Human medicinal product
Disease /health condition

Study type

Non-interventional study

Scope of the study

Assessment of risk minimisation measure implementation or effectiveness
Drug utilisation
Other

If ‘other’, further details on the scope of the study

Health related quality of life

Data collection methods

Primary data collection
Non-interventional study

Non-interventional study design

Other

Non-interventional study design, other

Non-interventional post-authorisation safety study
Study drug and medical condition

Anatomical Therapeutic Chemical (ATC) code

(J06BA02) immunoglobulins, normal human, for intravascular adm.
immunoglobulins, normal human, for intravascular adm.

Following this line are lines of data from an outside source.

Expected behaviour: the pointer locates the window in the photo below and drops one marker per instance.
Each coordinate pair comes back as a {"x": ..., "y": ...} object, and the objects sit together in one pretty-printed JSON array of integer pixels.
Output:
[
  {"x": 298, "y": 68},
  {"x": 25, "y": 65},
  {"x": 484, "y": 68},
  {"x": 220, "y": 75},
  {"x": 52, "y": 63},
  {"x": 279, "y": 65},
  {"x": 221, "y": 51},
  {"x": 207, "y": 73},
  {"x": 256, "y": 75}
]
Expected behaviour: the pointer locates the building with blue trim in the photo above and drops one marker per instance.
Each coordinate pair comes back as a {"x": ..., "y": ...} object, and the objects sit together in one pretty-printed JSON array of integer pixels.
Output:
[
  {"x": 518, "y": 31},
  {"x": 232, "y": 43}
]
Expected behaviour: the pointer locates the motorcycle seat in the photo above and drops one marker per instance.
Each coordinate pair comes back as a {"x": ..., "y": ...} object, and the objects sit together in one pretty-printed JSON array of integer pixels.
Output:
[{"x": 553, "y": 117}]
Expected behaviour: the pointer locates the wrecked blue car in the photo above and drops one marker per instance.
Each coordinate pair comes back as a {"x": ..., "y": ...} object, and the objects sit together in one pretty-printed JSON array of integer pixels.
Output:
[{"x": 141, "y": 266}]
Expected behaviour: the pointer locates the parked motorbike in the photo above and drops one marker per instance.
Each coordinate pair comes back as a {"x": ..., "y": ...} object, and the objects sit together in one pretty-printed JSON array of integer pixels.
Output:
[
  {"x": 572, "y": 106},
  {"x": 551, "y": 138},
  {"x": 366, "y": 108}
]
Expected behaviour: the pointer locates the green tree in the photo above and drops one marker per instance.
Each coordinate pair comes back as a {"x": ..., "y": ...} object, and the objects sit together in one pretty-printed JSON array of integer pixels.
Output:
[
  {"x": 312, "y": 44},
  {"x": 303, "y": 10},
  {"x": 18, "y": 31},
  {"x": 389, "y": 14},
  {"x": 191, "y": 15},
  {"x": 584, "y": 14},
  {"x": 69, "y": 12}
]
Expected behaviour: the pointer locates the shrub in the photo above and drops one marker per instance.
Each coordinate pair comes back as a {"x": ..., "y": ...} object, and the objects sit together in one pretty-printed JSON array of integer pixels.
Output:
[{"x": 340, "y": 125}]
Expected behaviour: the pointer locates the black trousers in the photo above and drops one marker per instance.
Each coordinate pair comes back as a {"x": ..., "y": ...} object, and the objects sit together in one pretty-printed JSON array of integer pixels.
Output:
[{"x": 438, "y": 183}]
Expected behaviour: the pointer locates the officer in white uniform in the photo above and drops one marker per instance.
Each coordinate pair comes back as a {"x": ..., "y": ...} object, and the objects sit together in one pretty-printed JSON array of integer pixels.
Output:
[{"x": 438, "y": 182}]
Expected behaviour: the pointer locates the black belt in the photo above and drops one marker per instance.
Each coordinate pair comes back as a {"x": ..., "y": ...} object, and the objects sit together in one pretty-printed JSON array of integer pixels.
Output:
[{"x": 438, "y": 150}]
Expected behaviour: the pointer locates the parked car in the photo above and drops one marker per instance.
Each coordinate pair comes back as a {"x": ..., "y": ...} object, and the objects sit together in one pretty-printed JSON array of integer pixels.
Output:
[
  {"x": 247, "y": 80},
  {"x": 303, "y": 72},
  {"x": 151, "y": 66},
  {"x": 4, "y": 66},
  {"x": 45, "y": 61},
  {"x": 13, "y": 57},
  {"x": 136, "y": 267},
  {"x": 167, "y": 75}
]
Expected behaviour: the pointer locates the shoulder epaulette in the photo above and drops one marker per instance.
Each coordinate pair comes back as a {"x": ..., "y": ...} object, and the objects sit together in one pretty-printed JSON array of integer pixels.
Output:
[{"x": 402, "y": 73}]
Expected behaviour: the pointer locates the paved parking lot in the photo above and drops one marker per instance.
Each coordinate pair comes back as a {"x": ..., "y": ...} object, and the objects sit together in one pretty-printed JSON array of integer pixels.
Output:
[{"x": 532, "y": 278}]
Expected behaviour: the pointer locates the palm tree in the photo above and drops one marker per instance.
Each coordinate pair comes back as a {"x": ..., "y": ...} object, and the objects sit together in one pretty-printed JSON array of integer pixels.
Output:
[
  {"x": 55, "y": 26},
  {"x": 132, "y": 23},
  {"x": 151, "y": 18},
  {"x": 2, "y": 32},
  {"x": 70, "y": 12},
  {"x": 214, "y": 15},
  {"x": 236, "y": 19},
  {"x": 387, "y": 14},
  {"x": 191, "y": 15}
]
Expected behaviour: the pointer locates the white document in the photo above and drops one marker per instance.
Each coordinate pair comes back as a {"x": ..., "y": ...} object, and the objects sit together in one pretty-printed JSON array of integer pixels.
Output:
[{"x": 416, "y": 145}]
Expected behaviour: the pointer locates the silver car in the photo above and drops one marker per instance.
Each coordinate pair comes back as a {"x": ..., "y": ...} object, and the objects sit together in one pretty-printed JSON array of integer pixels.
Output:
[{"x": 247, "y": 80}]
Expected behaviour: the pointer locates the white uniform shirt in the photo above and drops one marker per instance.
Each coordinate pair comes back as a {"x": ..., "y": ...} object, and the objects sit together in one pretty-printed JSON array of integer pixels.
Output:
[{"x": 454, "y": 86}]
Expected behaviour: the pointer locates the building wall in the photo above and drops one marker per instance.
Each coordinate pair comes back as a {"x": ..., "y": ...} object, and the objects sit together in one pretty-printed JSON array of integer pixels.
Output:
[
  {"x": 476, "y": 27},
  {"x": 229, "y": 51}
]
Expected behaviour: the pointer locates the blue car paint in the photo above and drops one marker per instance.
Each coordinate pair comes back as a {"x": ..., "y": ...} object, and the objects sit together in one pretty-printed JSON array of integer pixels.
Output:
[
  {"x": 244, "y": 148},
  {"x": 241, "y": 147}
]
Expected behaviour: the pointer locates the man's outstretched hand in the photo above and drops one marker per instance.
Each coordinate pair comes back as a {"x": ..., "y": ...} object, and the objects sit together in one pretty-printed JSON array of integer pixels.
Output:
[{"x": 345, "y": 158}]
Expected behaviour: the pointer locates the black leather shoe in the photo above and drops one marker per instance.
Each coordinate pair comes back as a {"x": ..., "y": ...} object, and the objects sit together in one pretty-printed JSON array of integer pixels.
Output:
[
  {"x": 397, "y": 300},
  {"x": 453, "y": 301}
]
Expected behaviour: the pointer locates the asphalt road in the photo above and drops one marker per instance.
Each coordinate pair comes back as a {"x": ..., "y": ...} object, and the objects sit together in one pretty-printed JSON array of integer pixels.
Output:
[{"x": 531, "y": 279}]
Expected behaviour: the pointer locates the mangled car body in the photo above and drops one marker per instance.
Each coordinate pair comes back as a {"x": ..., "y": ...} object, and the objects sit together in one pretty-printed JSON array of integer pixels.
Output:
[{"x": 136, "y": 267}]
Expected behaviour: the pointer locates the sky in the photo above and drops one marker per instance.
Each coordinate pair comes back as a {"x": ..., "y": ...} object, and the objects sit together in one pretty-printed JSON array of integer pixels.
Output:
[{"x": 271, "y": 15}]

Medical condition to be studied

Secondary immunodeficiency
Immunomodulatory therapy
Primary immunodeficiency syndrome
Population studied

Short description of the study population

It was planned to document the treatment of 5,000 patients. Patients of both genders and all ages who receive octagam® 5%, octagam® 10% or panzyga® for replacement therapy or immunomodulation as recommended by the corresponding SmPC could be enrolled. There were no additional formal inclusion or exclusion criteria defined.

Age groups

  • Preterm newborn infants (0 – 27 days)
  • Term newborn infants (0 – 27 days)
  • Infants and toddlers (28 days – 23 months)
  • Children (2 to < 12 years)
  • Adolescents (12 to < 18 years)
  • Adults (18 to < 46 years)
  • Adults (46 to < 65 years)
  • Adults (65 to < 75 years)
  • Adults (75 to < 85 years)
  • Adults (85 years and over)

Estimated number of subjects

5000
Study design details

Main study objective

The main objective of the study is the evaluation of data on tolerability and safety of octagam® 5%, octagam® 10% and panzyga® in all labelled indications.

Outcomes

The primary outcome is the number and the type of reported adverse drug reactions. Quality of life will be evaluated by using the SF-36 health Survey. Effectiveness by utilising laboratory data.

Data analysis plan

Treatment with octagam® 5%, octagam® 10% and panzyga® is documented. This includes data about the patient's disease, age, gender, weight, concomitant medication or illness. For each application, the date and duration of infusion, dose, batch number(s) and the absence or occurrence of an adverse drug reaction (ADR) is recorded. In case of an ADR, additional detailed information about the reaction is recorded. If available, laboratory data about the efficacy of treatment should also be documented.